Alfred ABRAHAM est le seul des copains orphelins de Lannoy à être revenu vivant. Alfred MOLIN, de la classe 1913, est mort dans l’Oise, fin mars 1918. André FLOUREST et Léon BACQUET ont été tués au combat. Emile MOUILLON, un autre copain du hameau, est mort à Verdun alors qu’il avait à peine 20 ans. Alphonse GRAVELINE qui avait été exempté de service militaire pour faiblesse est mort à Mesnil-les-Hurlus, moins de 6 mois après sa mobilisation. Maurice CAILLE, le frère cadet de Lucien, a succombé à ses blessures dans un hôpital des Sables-d’Olonne.

La liste est longue. Ils auraient dû avoir entre 24 et 28 ans en cette année 1919. Le hameau de Lannoy porte le deuil de sa jeunesse.
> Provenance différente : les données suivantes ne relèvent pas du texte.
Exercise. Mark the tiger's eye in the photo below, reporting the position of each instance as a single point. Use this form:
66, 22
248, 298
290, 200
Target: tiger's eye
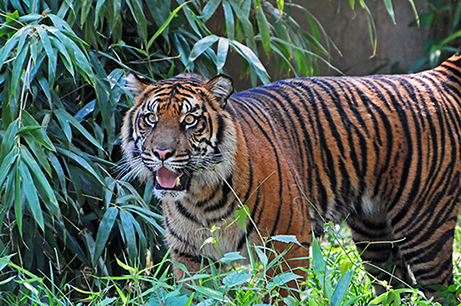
189, 120
150, 118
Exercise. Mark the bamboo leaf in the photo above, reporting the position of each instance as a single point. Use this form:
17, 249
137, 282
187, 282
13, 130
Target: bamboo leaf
52, 203
40, 133
82, 163
104, 230
202, 46
9, 138
390, 10
127, 221
229, 17
164, 25
223, 48
7, 162
252, 59
29, 190
263, 30
66, 118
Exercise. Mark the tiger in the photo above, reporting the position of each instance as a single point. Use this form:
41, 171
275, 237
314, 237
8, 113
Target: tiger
380, 152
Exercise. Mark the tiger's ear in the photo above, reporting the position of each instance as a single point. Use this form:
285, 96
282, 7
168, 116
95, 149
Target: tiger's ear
135, 83
221, 86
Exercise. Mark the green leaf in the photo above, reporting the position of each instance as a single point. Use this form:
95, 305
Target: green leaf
320, 269
286, 239
136, 10
52, 204
164, 25
341, 289
263, 30
230, 257
244, 21
7, 162
237, 278
241, 216
223, 48
9, 138
390, 10
82, 163
5, 51
282, 279
127, 221
40, 133
229, 17
202, 46
211, 293
29, 190
65, 118
252, 59
104, 230
262, 256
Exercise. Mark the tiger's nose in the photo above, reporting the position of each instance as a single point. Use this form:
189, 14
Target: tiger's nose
163, 153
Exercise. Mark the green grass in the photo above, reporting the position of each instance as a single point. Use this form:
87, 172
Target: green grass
335, 277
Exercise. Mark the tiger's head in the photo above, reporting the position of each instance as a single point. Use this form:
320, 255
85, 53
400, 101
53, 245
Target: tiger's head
178, 133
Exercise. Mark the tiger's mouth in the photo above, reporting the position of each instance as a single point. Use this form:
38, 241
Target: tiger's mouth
170, 180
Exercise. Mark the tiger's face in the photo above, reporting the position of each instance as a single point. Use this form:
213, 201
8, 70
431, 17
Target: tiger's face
178, 133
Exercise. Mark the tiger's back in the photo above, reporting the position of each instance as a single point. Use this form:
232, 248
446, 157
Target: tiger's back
381, 151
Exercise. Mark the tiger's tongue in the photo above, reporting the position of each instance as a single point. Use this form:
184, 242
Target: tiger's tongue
167, 178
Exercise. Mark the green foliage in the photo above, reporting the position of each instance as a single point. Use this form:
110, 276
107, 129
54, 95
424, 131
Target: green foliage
61, 85
443, 33
65, 214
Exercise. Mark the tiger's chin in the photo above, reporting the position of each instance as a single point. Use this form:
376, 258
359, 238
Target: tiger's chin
175, 190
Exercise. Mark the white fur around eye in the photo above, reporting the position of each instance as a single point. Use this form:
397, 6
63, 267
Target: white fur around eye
150, 119
190, 120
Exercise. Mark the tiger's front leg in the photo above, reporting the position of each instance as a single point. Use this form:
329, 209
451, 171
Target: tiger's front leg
193, 265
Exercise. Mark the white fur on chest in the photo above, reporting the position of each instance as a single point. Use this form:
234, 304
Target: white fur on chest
212, 240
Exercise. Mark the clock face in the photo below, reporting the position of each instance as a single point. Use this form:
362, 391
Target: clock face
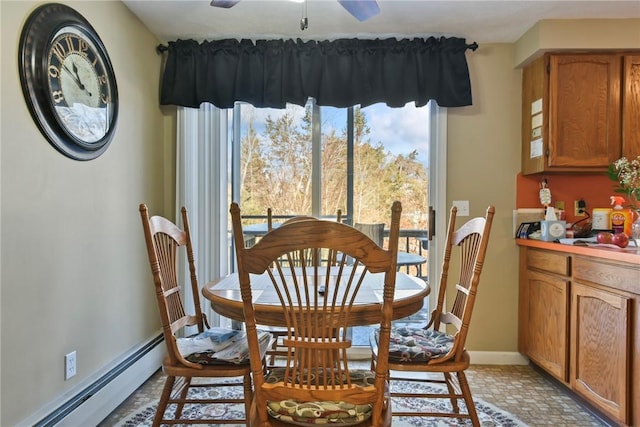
556, 229
79, 90
68, 81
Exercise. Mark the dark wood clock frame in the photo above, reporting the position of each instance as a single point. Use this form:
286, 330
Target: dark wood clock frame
35, 44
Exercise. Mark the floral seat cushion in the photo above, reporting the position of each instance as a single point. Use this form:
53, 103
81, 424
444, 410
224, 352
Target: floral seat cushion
329, 412
416, 344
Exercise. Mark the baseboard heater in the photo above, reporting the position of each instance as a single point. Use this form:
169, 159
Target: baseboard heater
59, 414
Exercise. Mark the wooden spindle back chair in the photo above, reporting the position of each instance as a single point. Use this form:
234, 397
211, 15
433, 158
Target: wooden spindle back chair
164, 241
439, 347
315, 302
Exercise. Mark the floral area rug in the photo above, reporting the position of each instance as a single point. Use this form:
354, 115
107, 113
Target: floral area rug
490, 416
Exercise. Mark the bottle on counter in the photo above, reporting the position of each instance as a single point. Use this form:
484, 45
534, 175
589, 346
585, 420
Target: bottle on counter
621, 218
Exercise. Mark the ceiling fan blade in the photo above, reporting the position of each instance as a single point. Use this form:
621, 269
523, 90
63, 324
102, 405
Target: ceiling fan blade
361, 9
224, 3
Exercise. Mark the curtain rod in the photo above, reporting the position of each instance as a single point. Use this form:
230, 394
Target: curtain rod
161, 48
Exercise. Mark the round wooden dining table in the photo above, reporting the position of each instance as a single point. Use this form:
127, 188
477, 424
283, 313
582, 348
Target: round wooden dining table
225, 299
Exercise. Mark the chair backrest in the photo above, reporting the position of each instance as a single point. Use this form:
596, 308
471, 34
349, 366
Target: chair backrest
164, 242
470, 241
316, 302
306, 254
296, 218
374, 231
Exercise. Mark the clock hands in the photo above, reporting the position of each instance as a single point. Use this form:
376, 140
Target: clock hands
76, 78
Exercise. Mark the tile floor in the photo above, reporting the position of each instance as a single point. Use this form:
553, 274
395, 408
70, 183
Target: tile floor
520, 390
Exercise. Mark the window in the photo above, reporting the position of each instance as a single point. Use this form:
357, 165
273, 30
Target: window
207, 167
315, 160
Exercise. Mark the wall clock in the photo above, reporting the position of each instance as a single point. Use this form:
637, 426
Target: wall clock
68, 81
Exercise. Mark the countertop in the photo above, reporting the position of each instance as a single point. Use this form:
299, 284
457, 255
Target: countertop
629, 255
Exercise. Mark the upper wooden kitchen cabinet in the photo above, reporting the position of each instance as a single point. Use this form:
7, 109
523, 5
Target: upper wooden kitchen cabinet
631, 106
579, 111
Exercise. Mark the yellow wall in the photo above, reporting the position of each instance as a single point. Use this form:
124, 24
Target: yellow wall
483, 158
74, 270
74, 273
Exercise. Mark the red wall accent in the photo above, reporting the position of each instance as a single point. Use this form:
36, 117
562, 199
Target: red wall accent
594, 189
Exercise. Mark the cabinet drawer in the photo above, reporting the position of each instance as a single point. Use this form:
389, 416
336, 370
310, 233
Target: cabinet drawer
553, 262
603, 273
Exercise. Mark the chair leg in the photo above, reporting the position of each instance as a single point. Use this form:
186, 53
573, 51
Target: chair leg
164, 400
452, 392
468, 399
184, 390
248, 398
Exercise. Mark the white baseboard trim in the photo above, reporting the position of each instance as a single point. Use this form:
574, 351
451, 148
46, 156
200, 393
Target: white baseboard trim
96, 397
497, 358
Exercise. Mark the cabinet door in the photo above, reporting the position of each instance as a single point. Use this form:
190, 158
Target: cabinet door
584, 111
631, 107
600, 345
548, 323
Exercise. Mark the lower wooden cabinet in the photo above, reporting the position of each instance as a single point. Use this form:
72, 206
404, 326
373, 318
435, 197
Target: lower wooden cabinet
548, 323
579, 320
600, 349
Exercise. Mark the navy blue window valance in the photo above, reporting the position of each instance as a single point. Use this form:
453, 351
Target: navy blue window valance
339, 73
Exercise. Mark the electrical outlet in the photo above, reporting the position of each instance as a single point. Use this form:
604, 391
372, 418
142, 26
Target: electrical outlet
70, 365
463, 207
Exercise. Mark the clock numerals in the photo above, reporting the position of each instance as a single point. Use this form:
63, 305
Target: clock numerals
73, 60
68, 81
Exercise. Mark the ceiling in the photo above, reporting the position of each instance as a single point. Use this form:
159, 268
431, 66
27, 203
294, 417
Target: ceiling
483, 21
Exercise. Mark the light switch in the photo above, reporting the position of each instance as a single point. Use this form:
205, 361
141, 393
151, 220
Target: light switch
463, 207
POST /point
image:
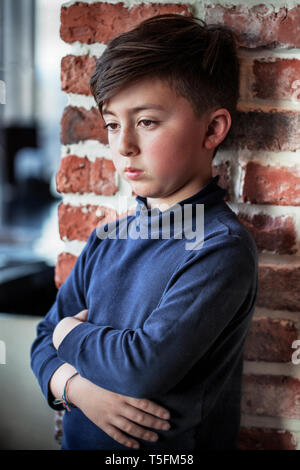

Toute la commune de Rue est en deuil. Les morts se comptent par dizaines. Parmi eux, il y a Pierre LANGIGNON, le copain qui l’a accueilli à La Fère au début de son service militaire. Le début du service militaire paraît si loin pour Alfred…

Les noms de tous ses copains de jeunesse, ainsi que celui de plusieurs de leurs frères aînés ou de leurs cousins, sont inscrits sur le monument aux morts de Rue : Léon BACQUET, Lucien et Maurice CAILLE, Albert CAZIER, Achille DOVERGNE, André FLOUREST, Alphonse GRAVELINE, Pierre LANGIGNON, Alfred MOLIN, Emile MOUILLON…

Alfred ABRAHAM s’est marié en septembre 1919 avec Pascaline, une fille du village voisin de Bernay. Il a repris son activité de menuisier. Le couple a vécu plusieurs années dans le département limitrophe du Pas-de-Calais où sont nés Renée et Léon, avant de revenir à Bernay – où est née Lucienne – puis à Rue en 1925. Enfin, pas vraiment à Rue, puisqu’ils se sont installés à Lannoy, au lieu-dit du Petit-Lannoy, plus exactement. Alfred y a exercé la profession de scieur de long.

Alfred ABRAHAM est mort le 25 septembre 1953 à Rue.

Lionel JOLY et Xavier BECQUET

« De la Somme à Bellefontaine – 22 août 1914 » – recherche collaborative 1891, 1892, 1893 – Département Somme.  Marie-Hélène CABOT a réalisé la collecte de données pour la commune de Rue.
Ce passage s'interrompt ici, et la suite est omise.